A week ago I was unable to start my VM's
The problem was that my 2 ESX server couldn't reach the licence server.
This took me a half hour to find the problem and fix it. In the meantime nobody could reach the VM servers. Is there a option to get an alert message ( email ) when the ESX servers can't reach the licence server?
I didnt see any possiblities to do this,
but all te License Log will be written ti /var/log/vmware/hostd.log
you can grep with a script to the pattern if license dindt found and send and email.
Nautilus
The system is supposed to cache licensing for 2 weeks I believe. That way if the connection to the license server is lost you can still manage the servers and the VMs running on it.

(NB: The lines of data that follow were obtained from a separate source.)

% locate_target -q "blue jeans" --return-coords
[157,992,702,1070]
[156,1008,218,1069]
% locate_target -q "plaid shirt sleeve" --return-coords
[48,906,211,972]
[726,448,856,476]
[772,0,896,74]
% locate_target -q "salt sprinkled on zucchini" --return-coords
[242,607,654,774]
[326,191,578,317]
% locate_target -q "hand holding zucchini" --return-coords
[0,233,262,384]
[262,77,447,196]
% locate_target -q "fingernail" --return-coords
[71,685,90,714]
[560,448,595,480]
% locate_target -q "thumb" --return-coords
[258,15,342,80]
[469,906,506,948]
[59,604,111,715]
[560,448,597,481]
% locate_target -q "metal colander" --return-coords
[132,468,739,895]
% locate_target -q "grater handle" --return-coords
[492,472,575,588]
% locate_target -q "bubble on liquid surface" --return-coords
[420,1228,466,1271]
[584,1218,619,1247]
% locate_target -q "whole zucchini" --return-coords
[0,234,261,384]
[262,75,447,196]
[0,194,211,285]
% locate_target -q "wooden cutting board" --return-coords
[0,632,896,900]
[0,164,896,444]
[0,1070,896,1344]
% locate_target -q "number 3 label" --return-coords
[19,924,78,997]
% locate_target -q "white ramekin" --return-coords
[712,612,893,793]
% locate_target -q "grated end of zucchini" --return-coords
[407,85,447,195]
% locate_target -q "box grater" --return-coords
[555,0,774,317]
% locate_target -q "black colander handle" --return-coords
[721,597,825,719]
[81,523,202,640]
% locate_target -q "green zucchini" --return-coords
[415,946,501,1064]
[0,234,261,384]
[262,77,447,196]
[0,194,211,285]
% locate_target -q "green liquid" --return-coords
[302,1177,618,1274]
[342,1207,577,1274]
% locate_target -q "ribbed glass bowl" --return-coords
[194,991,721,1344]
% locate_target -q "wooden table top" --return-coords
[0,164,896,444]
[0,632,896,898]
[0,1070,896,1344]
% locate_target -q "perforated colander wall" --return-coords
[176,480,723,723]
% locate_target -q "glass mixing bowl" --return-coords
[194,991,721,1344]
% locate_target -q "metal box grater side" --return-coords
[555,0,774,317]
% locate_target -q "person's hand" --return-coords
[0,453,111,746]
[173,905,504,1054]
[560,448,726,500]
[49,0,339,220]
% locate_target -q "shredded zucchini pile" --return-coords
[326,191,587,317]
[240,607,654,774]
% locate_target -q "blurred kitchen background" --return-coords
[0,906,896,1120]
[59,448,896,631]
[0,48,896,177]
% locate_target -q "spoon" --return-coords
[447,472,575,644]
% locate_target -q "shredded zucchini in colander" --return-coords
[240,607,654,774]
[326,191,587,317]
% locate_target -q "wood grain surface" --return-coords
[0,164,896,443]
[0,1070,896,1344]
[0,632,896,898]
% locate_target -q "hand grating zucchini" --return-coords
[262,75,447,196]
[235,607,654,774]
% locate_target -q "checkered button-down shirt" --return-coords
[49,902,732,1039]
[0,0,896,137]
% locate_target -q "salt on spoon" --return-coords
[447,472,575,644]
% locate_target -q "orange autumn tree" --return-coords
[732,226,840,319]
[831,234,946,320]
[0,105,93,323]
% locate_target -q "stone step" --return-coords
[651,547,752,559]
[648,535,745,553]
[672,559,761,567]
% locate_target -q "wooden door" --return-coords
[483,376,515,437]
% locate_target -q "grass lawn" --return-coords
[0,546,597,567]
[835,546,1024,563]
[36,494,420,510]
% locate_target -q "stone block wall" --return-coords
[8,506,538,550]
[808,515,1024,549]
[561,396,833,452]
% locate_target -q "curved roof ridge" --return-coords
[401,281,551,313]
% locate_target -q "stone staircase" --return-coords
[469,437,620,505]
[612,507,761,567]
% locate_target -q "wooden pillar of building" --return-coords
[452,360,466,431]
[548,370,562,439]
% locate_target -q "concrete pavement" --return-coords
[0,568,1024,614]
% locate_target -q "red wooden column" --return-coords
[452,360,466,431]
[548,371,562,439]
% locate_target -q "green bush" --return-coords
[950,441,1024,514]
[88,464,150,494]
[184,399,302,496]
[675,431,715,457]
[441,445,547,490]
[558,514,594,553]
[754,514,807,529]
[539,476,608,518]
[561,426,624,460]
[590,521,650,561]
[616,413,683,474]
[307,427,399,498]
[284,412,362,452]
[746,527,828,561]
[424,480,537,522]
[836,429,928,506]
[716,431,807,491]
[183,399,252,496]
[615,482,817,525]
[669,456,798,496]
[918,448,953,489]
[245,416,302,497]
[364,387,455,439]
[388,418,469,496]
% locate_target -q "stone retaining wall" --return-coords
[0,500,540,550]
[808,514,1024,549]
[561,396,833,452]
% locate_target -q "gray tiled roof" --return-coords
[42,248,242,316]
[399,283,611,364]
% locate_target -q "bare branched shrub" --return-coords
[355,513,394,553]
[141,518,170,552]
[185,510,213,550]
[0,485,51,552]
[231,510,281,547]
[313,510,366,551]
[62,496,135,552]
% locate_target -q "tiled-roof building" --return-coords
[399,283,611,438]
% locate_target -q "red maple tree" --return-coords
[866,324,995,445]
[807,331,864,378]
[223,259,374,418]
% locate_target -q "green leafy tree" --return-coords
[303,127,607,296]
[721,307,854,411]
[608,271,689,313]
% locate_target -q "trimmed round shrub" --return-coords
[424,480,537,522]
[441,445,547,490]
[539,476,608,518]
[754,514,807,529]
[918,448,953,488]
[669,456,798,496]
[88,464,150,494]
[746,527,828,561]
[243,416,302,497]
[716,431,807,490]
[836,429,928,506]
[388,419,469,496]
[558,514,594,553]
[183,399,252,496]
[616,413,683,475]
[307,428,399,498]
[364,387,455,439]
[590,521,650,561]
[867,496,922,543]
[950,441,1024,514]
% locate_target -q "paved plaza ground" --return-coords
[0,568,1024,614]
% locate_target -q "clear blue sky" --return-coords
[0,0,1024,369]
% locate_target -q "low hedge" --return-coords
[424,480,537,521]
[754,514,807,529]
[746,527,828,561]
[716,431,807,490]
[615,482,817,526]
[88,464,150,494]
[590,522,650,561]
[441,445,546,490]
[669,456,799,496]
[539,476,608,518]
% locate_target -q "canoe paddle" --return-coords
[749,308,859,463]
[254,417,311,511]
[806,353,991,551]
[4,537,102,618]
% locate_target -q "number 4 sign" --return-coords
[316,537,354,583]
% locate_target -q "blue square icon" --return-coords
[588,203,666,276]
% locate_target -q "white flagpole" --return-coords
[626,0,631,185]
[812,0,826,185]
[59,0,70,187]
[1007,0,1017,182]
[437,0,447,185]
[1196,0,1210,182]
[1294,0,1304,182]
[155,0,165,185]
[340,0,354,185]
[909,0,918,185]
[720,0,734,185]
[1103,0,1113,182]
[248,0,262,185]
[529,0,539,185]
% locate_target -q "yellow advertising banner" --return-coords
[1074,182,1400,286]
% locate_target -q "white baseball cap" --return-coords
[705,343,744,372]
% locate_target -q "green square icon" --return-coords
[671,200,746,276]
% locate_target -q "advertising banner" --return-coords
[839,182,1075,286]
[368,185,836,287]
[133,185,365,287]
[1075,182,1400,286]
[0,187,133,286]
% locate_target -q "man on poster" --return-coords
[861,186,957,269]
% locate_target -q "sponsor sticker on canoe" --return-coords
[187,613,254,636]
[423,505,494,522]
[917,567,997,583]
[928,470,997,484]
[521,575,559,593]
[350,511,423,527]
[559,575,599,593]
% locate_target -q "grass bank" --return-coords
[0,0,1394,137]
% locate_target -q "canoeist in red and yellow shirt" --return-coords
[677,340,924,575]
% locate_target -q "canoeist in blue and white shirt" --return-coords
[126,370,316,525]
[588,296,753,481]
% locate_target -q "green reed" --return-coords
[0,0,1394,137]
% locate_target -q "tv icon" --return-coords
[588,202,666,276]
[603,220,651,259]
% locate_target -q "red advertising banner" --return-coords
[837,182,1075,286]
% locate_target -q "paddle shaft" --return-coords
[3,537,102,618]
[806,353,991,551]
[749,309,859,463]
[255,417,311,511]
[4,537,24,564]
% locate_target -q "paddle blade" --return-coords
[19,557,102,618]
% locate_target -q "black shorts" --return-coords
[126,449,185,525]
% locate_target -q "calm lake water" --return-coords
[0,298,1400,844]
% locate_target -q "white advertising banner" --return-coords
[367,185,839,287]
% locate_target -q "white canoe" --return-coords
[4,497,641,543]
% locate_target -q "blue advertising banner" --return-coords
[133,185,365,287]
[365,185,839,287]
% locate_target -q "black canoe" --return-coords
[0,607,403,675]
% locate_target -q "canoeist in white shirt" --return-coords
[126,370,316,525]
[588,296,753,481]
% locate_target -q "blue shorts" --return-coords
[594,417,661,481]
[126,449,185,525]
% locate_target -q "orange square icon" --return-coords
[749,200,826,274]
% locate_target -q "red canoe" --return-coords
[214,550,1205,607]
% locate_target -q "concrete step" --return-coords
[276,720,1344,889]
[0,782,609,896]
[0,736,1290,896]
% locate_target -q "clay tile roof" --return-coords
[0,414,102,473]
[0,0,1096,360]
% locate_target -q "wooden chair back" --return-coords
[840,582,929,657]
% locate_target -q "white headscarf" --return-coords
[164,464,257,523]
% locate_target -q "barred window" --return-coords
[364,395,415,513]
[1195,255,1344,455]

What exactly was the issue? Was the licensing service stopped or was the server offline or firewalled accidentally? We use Solarwinds Orion monitoring and there is an add-on for it that can monitor individual services and applications to verify they are up and running. I imagine other monitoring solutions have similar options.
Th license server was working, only we use a non standard port number for the license check. This port was closed bij VMWare with one of the updates. So the ESX server was running fine for 2 weeks. After that period the problems started and we found out of the closed port. To be sure that in the future nothing similar will happen, we need to monitor this.
Ah and ouch ...
The only real suggestion I would have at this point would be to check each host with the VC Client, under Configuration -> Security Profile[/b] (probably in conjunction with some editing on the ESX server to show the appropriate port there) after upgrades to verify that port is still open. Though, I would think if you have it explicitly open there it wouldn't overwrite those changes.
The other option would be as mentioned above. Get a cron job set up to grep the file for problems and fire off an e-mail if it happens.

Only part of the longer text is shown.